The lecithin/pluronic mixture is prepared by dispersing the lecithin granules and the sorbic acid in isopropyl palmitate, and permitting this mixture to stand about 8-16 hours. A
mixture of syrupy consistency will result. The chilled pluronic gel stock solution is mixed into to the resulting mixture to bring the total volume to 100 ml.
The resulting gel comprises a carrier for an active ingredient, preferably alprostadil, which is added in therapeutic amounts. Conveniently, a single dosage is 0.1-0.2 ml.
of the carrier/active ingredient combination. Typically, a therapeutic dosage of alprostadil gel is about 500-1000 mcg. Accordingly, either sufficient active ingredient may be added to the entire carrier batch to achieve the desired carrier/pharmaceutical mixture, or individual dosages of the therapeutically active preparation may as desired be prepared.
A pharmaceutically active dosage of a local anaesthetic may be added to the mixture. For example, sufficient lidocain may be added such that the final mixture comprises a 2%
lidocain solution.
Upon preparation of the therapeutically active carrier/active ingredient preparation, one or more single use syringes are filled with a selected single dose amount of the preparation.

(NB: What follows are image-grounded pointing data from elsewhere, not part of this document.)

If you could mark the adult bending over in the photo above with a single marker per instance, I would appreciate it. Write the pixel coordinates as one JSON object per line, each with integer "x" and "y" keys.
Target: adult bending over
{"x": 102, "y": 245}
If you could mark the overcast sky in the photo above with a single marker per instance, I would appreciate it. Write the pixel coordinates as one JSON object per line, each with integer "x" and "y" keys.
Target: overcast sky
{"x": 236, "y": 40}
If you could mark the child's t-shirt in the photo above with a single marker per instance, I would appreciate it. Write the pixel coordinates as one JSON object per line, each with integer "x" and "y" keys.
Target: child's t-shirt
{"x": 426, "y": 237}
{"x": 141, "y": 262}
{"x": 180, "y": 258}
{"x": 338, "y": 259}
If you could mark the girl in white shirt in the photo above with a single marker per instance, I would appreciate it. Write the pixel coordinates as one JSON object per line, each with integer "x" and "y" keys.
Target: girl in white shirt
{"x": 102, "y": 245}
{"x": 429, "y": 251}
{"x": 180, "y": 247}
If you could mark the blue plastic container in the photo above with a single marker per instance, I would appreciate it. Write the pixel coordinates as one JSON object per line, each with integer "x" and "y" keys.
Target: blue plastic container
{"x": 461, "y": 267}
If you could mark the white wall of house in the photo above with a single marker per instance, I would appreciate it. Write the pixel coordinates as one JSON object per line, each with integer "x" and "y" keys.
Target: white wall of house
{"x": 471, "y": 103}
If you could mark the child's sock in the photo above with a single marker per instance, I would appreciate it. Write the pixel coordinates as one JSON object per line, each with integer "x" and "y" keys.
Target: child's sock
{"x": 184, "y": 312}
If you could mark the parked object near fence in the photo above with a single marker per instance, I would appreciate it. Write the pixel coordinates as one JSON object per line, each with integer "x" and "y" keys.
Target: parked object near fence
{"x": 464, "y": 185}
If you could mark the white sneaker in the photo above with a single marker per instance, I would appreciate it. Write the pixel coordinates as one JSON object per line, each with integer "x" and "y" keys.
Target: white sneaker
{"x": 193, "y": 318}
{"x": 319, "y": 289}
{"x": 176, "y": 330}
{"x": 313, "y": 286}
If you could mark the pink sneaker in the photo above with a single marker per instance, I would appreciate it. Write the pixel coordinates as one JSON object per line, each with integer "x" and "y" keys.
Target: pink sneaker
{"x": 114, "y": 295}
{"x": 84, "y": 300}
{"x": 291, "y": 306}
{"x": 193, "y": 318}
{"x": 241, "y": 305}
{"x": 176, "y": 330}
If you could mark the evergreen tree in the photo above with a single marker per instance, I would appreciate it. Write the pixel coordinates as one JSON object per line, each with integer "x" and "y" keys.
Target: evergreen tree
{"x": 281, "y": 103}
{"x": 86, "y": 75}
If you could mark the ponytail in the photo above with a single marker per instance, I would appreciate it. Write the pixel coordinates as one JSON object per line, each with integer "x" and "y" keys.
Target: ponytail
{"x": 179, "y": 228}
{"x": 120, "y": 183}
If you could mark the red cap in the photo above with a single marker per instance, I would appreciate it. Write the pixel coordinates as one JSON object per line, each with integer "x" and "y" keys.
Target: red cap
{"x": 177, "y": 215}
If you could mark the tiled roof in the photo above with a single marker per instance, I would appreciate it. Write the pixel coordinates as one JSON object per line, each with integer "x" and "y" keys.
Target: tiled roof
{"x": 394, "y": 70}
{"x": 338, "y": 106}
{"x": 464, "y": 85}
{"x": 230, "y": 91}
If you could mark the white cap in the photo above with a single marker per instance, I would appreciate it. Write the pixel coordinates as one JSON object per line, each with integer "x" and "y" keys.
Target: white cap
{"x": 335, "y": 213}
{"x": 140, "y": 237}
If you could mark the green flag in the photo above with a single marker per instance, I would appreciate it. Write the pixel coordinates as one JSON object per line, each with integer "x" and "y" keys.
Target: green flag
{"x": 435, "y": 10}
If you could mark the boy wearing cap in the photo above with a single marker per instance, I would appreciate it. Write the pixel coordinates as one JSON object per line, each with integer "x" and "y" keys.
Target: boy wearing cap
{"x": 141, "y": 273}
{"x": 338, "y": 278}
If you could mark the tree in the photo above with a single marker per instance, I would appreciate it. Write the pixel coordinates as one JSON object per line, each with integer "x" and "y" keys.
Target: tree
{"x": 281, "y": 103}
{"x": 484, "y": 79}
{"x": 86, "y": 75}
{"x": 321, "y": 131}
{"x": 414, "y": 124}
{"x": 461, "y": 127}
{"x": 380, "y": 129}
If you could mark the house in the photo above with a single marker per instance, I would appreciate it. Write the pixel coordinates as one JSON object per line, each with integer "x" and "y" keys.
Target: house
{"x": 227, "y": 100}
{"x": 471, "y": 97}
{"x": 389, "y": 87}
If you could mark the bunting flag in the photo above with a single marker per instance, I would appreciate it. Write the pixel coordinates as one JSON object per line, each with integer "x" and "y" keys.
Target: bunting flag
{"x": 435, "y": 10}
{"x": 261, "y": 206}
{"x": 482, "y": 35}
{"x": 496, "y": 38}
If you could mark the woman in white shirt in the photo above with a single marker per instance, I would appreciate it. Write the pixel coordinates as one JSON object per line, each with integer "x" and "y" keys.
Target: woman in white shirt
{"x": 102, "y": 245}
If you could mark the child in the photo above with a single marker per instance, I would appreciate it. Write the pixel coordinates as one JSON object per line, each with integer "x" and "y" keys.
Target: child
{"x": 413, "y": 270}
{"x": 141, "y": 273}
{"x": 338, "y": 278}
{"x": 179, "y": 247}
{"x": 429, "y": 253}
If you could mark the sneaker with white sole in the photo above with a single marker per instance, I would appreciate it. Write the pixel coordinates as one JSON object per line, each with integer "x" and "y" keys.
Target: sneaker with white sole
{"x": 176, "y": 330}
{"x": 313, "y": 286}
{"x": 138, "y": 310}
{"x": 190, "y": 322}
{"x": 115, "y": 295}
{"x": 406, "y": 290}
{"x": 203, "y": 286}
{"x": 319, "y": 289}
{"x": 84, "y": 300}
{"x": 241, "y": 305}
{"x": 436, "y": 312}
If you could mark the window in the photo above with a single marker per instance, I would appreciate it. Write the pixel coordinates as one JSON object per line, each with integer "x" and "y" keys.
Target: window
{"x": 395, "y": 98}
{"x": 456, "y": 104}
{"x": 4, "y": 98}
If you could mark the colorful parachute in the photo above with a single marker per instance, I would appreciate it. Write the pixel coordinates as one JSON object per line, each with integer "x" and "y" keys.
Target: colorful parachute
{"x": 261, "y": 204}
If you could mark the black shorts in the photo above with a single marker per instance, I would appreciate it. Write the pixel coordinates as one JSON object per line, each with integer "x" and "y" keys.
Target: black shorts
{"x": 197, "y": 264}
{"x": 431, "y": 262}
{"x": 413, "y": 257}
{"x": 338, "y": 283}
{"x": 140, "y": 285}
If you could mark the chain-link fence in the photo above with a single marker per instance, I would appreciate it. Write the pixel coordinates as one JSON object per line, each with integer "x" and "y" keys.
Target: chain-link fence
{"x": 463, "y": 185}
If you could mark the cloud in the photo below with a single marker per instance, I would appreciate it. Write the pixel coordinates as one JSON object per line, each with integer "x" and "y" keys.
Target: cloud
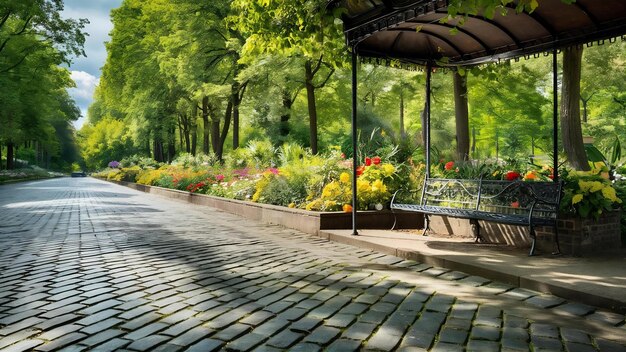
{"x": 83, "y": 92}
{"x": 85, "y": 71}
{"x": 85, "y": 84}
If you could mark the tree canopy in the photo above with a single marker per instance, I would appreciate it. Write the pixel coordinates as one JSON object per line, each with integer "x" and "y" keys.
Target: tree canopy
{"x": 36, "y": 109}
{"x": 207, "y": 77}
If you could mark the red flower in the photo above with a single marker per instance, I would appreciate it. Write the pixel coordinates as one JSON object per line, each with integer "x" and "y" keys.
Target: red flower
{"x": 512, "y": 176}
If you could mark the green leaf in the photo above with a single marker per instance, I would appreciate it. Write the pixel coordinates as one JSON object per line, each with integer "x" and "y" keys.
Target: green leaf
{"x": 593, "y": 154}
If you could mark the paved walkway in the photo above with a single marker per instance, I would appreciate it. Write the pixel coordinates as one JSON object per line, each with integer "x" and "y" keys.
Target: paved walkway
{"x": 598, "y": 280}
{"x": 86, "y": 265}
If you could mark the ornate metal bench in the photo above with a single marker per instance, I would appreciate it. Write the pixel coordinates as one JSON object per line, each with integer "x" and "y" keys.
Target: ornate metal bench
{"x": 508, "y": 202}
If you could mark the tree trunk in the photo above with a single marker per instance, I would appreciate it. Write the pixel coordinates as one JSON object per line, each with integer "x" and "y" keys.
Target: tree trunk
{"x": 473, "y": 141}
{"x": 194, "y": 130}
{"x": 424, "y": 123}
{"x": 283, "y": 128}
{"x": 310, "y": 95}
{"x": 214, "y": 128}
{"x": 462, "y": 116}
{"x": 570, "y": 109}
{"x": 171, "y": 145}
{"x": 497, "y": 146}
{"x": 180, "y": 131}
{"x": 402, "y": 134}
{"x": 206, "y": 125}
{"x": 158, "y": 151}
{"x": 585, "y": 104}
{"x": 10, "y": 156}
{"x": 236, "y": 100}
{"x": 236, "y": 123}
{"x": 222, "y": 138}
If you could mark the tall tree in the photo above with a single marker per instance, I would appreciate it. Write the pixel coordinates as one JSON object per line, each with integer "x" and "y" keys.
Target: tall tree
{"x": 570, "y": 109}
{"x": 461, "y": 115}
{"x": 304, "y": 30}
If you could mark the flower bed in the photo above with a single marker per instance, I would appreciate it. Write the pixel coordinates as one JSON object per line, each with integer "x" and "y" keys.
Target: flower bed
{"x": 306, "y": 221}
{"x": 293, "y": 178}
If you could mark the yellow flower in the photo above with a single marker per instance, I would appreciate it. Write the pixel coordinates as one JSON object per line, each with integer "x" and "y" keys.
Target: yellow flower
{"x": 329, "y": 204}
{"x": 596, "y": 186}
{"x": 609, "y": 193}
{"x": 388, "y": 169}
{"x": 530, "y": 176}
{"x": 378, "y": 186}
{"x": 577, "y": 198}
{"x": 362, "y": 186}
{"x": 584, "y": 185}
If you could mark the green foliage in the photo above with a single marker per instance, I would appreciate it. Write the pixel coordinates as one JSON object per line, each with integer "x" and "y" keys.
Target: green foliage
{"x": 588, "y": 194}
{"x": 105, "y": 141}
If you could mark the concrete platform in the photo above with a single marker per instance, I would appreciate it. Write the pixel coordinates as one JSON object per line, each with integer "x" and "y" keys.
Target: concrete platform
{"x": 598, "y": 281}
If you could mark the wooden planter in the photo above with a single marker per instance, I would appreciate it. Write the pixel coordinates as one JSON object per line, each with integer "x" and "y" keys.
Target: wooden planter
{"x": 583, "y": 237}
{"x": 577, "y": 237}
{"x": 306, "y": 221}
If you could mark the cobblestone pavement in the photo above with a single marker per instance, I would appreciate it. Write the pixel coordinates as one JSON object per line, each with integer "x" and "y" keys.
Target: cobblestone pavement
{"x": 87, "y": 265}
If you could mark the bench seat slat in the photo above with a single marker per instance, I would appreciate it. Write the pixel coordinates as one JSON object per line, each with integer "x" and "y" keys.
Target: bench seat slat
{"x": 514, "y": 203}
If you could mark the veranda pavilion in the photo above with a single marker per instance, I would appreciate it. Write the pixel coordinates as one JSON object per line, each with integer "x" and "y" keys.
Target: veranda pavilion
{"x": 413, "y": 32}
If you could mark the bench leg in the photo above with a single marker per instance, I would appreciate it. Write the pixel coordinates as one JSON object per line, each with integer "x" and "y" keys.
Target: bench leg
{"x": 556, "y": 241}
{"x": 426, "y": 225}
{"x": 476, "y": 230}
{"x": 395, "y": 219}
{"x": 533, "y": 238}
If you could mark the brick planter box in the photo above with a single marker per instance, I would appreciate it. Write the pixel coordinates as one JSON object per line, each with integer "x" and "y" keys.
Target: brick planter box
{"x": 577, "y": 237}
{"x": 306, "y": 221}
{"x": 583, "y": 237}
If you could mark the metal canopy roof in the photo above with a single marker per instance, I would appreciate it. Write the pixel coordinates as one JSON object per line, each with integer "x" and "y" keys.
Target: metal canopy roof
{"x": 411, "y": 31}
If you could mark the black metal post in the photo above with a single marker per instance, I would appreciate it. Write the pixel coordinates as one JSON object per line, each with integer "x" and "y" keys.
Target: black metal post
{"x": 429, "y": 70}
{"x": 354, "y": 141}
{"x": 555, "y": 116}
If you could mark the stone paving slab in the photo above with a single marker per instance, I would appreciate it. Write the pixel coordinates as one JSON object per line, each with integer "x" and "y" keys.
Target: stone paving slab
{"x": 88, "y": 265}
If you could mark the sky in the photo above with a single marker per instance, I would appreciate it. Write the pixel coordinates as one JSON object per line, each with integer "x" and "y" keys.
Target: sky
{"x": 85, "y": 71}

Typically, the filled syringes will be prepared by a pharmacist and the exact dosage will be determined by the patient's physician. The syringes may be easily filled while the mixture is chilled, since at these temperatures the mixture remains in a generally liquid state. The preparation solidifies into a semi-solid gel upon reaching room temperature, and may be stored in this form without substantial risk of leakage or spillage.
The resulting compound will gel into a semi-solid upon reaching room temperature:
Within this state, the compound will in normal circumstances not leak or spill from a syringe or other like delivery device. However, the mixture will remain sufficiently fluid to permit the user to, discharge the mixture through the catheter tip of the syringe.
The invention further comprises the combination of a syringe or other like delivery apparatus, with the above-described mixture contained within the syringe barrel. It will be seen that any known delivery apparatus may be adapted for use with the present invention, the apparatus being provided with a barrel or other chamber for holding a therapeutic dose of the mixture, in communication with a catheter or like delivery tube for insertion into the urethra.
It will also be seen that the carrier described above may be used in association with other pharmaceutical preparations having similar requirements as described above.
However, the Garner is particularly suited for use with vasoactive impotence treatment preparations.
It will be seen that although the present invention has been described by way of a preferred embodiment thereof, numerous variations of and departures from this version may be made without departing from the spirit and scope of the invention, as described in the appended claims. In a further aspect, it may be noted that while precise amounts and concentrations of various components of the invention are described in this specification, persons skilled in the art will recognize that the present invention may be still achieved even if at least some of these quantities and ratios are varied.